Now that winter is on our doorstep, the temperature is in decline and the days are becoming shorter and darker (in OZ that is), it is high time for some comfort food and I am going to share with you three of my favourite soups: lentil, pumpkin and fish.
All are very easy to make, as they do not call for many ingredients and they are my family’s all time favourites. As a matter of fact, at a recent dinner party I served a fish soup as an entrée and was awarded 10 out of 10 for it by my guests.

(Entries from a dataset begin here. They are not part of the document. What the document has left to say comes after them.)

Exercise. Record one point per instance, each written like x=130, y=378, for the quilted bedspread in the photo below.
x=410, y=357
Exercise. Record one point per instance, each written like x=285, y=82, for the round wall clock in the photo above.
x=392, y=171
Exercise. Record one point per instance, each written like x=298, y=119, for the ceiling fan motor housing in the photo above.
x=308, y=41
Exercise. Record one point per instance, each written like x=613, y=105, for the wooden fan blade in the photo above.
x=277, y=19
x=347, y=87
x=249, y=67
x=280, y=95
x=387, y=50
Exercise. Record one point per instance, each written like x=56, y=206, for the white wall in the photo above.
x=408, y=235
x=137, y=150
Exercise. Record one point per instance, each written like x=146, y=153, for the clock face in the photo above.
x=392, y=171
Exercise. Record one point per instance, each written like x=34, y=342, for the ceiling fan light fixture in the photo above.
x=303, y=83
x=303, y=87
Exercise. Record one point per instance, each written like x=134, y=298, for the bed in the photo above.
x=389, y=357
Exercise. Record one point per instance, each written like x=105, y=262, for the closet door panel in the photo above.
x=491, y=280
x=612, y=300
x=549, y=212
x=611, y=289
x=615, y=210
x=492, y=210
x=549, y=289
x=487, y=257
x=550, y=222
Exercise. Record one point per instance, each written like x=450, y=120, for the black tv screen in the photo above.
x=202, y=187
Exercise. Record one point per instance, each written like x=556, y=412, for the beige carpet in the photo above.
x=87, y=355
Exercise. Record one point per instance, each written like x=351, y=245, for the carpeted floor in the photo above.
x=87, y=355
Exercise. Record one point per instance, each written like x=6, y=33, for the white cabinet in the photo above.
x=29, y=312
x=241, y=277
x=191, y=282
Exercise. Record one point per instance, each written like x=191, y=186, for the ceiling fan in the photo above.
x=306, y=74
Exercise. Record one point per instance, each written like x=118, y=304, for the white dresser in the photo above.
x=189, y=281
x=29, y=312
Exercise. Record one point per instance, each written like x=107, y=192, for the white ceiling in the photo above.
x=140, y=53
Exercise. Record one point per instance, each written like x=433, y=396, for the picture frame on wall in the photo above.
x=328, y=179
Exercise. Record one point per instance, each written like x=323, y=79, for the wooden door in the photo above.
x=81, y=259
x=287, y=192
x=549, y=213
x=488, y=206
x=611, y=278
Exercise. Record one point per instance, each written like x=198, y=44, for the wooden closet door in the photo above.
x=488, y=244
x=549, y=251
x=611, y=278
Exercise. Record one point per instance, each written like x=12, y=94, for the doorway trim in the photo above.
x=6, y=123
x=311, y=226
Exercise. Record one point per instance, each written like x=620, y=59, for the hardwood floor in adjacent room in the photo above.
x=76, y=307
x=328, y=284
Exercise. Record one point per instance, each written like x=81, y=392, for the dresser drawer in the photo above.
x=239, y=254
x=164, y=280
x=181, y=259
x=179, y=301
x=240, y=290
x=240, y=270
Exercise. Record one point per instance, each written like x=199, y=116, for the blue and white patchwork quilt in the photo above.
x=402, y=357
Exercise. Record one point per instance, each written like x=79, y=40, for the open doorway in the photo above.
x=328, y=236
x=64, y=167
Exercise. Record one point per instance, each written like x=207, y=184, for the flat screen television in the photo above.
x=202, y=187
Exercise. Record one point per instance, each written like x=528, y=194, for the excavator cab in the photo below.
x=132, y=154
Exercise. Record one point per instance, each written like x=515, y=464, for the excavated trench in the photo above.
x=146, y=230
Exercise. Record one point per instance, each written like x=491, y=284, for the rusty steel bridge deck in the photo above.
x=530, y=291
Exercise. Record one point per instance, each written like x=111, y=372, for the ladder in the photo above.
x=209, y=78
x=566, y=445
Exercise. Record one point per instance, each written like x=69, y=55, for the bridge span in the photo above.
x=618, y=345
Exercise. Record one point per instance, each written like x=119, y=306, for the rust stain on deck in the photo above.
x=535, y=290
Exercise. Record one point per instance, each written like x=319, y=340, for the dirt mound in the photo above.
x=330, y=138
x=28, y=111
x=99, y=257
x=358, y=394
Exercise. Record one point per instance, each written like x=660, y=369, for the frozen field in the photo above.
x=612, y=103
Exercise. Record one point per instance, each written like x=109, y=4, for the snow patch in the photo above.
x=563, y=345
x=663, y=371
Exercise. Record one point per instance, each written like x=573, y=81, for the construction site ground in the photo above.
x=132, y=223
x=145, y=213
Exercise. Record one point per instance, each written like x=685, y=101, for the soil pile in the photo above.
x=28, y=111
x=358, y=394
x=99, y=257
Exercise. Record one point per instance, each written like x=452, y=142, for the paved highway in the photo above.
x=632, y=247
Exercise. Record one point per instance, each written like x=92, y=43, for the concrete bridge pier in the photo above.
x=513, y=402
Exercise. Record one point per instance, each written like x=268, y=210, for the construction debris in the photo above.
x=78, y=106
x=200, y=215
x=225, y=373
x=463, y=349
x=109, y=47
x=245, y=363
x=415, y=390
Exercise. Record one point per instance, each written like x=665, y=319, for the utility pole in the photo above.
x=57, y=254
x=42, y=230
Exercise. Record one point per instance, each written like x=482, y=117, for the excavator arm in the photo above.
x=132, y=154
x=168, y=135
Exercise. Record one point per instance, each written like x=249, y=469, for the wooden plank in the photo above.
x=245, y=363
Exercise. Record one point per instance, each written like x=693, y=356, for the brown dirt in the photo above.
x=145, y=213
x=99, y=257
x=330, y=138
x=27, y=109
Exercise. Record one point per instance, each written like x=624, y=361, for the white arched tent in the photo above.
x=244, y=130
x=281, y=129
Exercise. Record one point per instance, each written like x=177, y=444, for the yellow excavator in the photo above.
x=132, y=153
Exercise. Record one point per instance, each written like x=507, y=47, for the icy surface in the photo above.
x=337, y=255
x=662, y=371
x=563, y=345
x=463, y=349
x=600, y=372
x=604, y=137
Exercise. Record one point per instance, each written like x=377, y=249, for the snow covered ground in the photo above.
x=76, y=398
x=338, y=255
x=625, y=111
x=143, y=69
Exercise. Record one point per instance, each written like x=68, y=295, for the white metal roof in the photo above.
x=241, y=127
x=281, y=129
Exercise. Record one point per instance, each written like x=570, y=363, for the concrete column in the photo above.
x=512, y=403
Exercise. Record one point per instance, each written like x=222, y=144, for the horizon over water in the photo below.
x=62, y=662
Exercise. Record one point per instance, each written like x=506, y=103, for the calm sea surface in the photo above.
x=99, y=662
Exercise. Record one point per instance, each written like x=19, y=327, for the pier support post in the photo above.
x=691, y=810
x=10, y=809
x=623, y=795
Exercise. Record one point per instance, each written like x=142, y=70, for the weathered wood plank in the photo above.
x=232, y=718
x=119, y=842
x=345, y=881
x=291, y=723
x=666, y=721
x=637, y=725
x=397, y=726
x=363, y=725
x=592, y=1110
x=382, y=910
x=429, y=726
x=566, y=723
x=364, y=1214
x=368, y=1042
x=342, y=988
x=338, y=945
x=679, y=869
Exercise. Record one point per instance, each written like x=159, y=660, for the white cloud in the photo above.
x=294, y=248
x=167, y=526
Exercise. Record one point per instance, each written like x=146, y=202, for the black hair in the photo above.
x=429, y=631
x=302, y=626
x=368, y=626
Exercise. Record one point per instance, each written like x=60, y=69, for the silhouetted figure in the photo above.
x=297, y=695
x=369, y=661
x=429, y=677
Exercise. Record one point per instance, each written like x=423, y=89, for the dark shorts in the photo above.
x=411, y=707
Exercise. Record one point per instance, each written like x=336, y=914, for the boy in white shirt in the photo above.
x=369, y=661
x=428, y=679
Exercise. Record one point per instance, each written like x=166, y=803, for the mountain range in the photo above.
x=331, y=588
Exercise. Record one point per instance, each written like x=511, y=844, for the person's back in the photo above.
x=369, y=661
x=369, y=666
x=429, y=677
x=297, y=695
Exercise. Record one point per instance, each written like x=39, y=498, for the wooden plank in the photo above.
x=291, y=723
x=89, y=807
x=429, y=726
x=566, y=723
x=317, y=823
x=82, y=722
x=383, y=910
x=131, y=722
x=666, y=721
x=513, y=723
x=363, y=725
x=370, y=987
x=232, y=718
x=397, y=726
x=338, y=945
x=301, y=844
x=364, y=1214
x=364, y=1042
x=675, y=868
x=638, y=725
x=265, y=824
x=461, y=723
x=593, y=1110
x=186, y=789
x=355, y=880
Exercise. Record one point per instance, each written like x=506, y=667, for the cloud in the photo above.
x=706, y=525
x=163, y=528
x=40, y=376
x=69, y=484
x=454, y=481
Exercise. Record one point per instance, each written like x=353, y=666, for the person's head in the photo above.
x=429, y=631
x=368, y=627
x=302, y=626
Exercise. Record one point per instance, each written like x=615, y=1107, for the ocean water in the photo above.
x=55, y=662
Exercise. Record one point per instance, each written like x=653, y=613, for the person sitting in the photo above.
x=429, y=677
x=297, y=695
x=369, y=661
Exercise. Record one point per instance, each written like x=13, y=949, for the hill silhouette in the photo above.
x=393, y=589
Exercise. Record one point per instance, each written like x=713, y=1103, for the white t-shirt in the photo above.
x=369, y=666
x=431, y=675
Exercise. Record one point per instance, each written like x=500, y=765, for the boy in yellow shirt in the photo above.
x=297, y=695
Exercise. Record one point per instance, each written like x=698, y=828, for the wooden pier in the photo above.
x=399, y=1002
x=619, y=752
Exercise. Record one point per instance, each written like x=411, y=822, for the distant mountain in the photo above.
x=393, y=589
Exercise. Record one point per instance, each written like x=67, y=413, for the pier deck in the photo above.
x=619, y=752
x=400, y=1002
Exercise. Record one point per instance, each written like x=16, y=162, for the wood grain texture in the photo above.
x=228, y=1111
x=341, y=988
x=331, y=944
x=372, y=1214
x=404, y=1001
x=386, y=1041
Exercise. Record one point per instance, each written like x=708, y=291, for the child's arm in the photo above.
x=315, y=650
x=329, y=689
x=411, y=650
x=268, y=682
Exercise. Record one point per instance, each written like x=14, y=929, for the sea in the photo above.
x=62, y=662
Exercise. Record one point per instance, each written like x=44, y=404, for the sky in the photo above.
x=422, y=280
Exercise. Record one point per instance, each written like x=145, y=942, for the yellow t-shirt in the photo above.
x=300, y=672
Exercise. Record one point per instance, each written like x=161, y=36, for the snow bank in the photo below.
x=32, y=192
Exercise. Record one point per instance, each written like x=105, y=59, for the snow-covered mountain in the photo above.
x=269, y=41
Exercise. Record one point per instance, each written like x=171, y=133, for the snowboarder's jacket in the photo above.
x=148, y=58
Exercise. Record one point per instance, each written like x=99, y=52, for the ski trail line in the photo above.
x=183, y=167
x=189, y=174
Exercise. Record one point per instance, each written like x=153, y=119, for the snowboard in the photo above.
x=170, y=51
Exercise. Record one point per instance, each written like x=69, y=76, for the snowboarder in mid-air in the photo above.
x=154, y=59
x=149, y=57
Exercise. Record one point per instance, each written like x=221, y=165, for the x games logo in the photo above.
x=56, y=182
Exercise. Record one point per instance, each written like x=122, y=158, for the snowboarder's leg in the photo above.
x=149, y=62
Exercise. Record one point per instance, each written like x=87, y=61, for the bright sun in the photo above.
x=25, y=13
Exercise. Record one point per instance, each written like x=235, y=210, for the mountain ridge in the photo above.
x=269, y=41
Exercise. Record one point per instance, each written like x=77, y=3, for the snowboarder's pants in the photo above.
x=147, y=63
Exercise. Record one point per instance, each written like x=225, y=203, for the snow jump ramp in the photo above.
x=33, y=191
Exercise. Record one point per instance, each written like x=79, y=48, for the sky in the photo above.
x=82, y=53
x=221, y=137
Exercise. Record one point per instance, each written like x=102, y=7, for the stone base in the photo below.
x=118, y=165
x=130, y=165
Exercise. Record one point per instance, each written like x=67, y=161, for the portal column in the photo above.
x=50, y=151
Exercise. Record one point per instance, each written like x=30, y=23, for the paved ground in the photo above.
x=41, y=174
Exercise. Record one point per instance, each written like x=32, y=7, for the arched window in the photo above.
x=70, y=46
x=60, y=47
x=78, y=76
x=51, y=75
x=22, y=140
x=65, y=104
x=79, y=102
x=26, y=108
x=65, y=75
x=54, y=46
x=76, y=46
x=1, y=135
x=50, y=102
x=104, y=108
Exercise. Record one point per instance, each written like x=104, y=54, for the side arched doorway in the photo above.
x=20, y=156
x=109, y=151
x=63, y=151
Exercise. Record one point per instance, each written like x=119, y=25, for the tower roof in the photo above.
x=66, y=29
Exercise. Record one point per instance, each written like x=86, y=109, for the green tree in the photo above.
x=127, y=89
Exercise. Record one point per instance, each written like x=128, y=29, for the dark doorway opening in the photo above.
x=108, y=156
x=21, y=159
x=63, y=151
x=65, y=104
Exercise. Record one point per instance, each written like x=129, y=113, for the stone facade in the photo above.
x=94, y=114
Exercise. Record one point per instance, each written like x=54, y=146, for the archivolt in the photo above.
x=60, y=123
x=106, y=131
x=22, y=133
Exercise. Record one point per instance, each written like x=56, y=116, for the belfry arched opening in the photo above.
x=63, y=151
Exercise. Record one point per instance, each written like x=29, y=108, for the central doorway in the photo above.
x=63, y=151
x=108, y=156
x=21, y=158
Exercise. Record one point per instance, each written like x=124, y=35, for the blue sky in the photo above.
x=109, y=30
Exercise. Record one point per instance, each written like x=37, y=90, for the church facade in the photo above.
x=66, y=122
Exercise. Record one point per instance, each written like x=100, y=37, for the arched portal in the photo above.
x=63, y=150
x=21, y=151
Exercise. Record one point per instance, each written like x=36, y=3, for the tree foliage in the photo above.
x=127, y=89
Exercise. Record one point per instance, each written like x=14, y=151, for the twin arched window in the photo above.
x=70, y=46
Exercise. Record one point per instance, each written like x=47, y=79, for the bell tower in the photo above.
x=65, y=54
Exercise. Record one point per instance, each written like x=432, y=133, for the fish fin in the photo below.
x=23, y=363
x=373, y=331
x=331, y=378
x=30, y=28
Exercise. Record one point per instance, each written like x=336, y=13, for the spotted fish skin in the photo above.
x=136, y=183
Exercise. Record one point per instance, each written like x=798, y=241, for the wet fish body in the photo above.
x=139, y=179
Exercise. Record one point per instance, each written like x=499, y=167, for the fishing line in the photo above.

First, lentil soup, probably the easiest of them all.
You need (for 6 people):
1 brown onion, cubed
4 tbs of olive oil
3 cloves of garlic (sliced)
1 cup of red lentils (rinsed)
2 L of water
4 cubes of chicken or vegetable stock
1 400 g can of tomatoes (whole or diced as long as they are peeled)
1 tbs of tomato paste
1 sprig of rosemary
Red hot chili powder (optional, to taste)
1 tsp of smoked paprika
Half tsp of sugar
Salt and freshly ground black pepper
Extra virgin olive oil to serve
Heat the olive oil in a cooking pot and sauté the onions and garlic until soft and translucent but don’t let them go brown. Stir in tomato paste and cook for 30 seconds. Add lentils, a can of tomatoes, rosemary, pour 2 litres of boiling water and crumble 4 cubes of chicken stock. Let it come to the boil, if you use whole tomatoes, grab a masher and give them a crush. Reduce heat and let it simmer for about 20 minutes or until the lentils are cooked. Give it a taste and adjust seasoning. I like to add some smoked paprika and a sprinkle of hot chili powder for a kick. Also, if you don’t favour the taste of sourness coming from the tomato paste, you can soften it up by adding half a teaspoon of sugar. Chicken stock is usually quite salty, but you can add more salt if you wish.